I have been enrolled in a PhD program for 3 years now. I have a had a pretty disappointing experience so far: I have had three different supervisors (didn’t get along with the first, the second moved abroad), and have also changed topics multiple times as a result. The department has let me down multiple times in terms of academic support (my supervisor wouldn’t read my drafts, sometimes wouldn’t respond to emails for months when he’s abroad) and I don’t feel like the university has any interest in actually supervising, or teaching, postgrad students. Many here act more like “answering machines”: come to me if you have questions, otherwise I have nothing to say to you. There is no postgrad community to speak of, and I am the only PhD student working in my area. I do have partial results for some of the projects I have worked on over the last few years, but nothing meaningfully complete. More importantly, however, I don’t feel like I have learned (and been taught) what it means to do research yet. If I were to write up my results and turn them into a thesis, I might pass, but I wouldn’t feel able to do (independent) research as a post-doc (which is what I want to do in the future).

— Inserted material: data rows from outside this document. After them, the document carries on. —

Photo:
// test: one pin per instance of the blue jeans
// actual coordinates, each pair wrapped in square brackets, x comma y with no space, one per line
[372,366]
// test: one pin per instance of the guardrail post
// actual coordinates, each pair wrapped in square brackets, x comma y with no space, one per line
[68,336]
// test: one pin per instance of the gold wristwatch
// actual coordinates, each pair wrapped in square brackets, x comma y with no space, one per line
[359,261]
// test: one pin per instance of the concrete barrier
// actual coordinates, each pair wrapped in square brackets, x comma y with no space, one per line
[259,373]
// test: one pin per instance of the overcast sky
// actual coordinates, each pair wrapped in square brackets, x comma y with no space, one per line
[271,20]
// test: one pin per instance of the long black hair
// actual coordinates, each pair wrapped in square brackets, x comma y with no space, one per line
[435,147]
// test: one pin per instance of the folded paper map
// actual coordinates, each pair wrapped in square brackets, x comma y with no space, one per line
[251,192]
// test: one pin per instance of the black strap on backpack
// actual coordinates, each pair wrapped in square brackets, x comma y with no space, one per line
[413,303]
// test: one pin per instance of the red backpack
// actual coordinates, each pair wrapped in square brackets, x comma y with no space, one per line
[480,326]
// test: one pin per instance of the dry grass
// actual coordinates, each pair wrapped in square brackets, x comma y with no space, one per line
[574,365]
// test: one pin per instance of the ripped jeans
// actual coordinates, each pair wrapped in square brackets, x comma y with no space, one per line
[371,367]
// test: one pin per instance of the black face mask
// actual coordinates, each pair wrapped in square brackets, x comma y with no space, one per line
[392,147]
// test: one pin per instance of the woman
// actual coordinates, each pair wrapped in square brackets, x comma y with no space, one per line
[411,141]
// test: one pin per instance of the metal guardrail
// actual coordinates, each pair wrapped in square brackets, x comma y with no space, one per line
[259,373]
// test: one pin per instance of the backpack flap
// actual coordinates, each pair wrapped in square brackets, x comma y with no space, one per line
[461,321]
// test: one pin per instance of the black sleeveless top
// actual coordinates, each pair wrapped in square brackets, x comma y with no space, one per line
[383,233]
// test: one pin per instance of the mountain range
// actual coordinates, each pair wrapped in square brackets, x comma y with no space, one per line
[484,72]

Even though I have three years left of funding I am considering quitting. I am very unhappy here, and being at this university has throughly diminished my enthusiasm for the subject I’m working in. I have also developed a certain level of dislike for this university, and the department. I don’t really trust that any of my current supervisors have my best interest in mind. I have to say, I wouldn’t really want to have a degree from this university.
I would love to stay in academia, though. I have hope that, at a different university, in a different environment, I could thrive.
I understand this is a very general question, but basically I am wondering: what are the odds of leaving here and finding a PhD elsewhere? The “sunk cost” is high, and I have already spend three unhappy years here —- I don’t want to turn them into six, unless there’s a very good reason to do so.